AP Calculus BC is the study of limits, derivatives, definite and indefinite integrals, polynomial approximations and (infinite) series. Though this is considered a study of single-variable calculus, parametric, polar, and vector functions will be studied. Consistent with AP philosophy, concepts will be expressed and analyzed geometrically, numerically, analytically, and verbally. Calculus BC covers topics that are usually included in the first 3 semesters of college calculus.
- Students should be able to work with functions represented in a variety of ways: graphical, numerical, analytical, or verbal. They should understand the connections among these representations.
- Students should understand the meaning of the derivative in terms of a rate of change and local linear approximation, and should be able to use derivatives to solve a variety of problems.

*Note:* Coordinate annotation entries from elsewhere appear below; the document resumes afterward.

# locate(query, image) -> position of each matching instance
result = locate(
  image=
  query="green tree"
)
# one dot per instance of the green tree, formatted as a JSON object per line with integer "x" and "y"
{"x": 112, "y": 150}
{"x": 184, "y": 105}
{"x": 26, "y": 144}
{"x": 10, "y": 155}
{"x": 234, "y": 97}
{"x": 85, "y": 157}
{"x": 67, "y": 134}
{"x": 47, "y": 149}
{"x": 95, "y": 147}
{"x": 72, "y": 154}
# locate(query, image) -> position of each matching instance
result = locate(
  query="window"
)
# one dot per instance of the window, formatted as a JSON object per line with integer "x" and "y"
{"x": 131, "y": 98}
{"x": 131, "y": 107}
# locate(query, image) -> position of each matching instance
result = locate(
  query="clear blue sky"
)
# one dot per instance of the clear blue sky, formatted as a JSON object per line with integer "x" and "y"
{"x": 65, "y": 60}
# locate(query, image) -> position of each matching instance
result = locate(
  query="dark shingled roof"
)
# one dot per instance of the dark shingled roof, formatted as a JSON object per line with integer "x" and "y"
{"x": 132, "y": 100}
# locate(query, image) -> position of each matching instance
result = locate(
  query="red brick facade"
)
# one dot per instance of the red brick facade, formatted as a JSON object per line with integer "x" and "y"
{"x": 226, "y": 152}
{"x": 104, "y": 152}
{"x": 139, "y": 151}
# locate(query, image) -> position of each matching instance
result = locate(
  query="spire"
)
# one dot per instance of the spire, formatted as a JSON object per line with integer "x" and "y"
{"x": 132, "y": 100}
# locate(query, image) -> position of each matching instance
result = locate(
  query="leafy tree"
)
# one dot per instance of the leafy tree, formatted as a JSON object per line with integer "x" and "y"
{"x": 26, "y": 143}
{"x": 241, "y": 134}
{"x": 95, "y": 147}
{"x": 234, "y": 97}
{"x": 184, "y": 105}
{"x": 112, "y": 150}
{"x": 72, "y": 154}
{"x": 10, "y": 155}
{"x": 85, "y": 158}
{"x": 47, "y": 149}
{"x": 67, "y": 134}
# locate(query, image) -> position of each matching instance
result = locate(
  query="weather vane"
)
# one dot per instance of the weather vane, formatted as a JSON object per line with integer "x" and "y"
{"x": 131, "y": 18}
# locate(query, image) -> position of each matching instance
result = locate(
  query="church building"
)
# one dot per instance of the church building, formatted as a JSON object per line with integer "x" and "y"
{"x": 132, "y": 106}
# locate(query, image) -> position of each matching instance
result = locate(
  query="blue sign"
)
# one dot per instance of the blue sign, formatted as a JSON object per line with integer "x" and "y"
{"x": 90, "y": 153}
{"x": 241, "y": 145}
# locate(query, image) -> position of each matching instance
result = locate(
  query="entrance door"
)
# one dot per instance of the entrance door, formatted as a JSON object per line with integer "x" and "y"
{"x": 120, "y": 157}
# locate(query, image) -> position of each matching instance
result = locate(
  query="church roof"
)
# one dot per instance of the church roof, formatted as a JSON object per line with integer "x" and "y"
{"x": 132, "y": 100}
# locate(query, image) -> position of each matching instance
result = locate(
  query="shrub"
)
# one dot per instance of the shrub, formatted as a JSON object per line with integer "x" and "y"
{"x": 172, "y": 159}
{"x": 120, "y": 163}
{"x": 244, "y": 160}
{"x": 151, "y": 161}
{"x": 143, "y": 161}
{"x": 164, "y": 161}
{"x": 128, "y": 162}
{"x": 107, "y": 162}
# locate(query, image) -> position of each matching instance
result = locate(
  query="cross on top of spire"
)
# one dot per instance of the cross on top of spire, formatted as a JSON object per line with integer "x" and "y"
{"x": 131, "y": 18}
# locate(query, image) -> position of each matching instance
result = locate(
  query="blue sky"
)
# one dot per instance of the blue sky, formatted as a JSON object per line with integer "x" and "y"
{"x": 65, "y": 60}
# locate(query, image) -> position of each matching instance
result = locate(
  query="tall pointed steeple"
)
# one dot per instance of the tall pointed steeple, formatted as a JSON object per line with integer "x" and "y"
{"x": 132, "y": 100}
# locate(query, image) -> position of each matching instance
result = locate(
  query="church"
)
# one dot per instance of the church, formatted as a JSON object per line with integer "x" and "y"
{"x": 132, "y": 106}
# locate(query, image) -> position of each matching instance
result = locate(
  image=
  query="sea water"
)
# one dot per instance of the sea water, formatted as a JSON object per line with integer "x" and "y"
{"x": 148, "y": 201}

- Students should understand the meaning of the definite integral both as a limit of Riemann sums and as the net accumulation of change, and should be able to use integrals to solve a variety of problems.
- Students should understand the relationship between the derivative and the definite integral as expressed in both parts of the Fundamental Theorem of Calculus.
- Students should be able to communicate mathematics and explain solutions to problems both verbally and in written sentences.
- Students should be able to model a written description of a physical situation with a function, a differential equation, or an integral.
- Students should be able to use technology to help solve problems, experiment, interpret results, and support conclusions.
- Students should be able to determine the reasonableness of solutions, including sign, size, relative accuracy, and units of measurement.
- Students should develop an appreciation of calculus as a coherent body of knowledge and as a human accomplishment.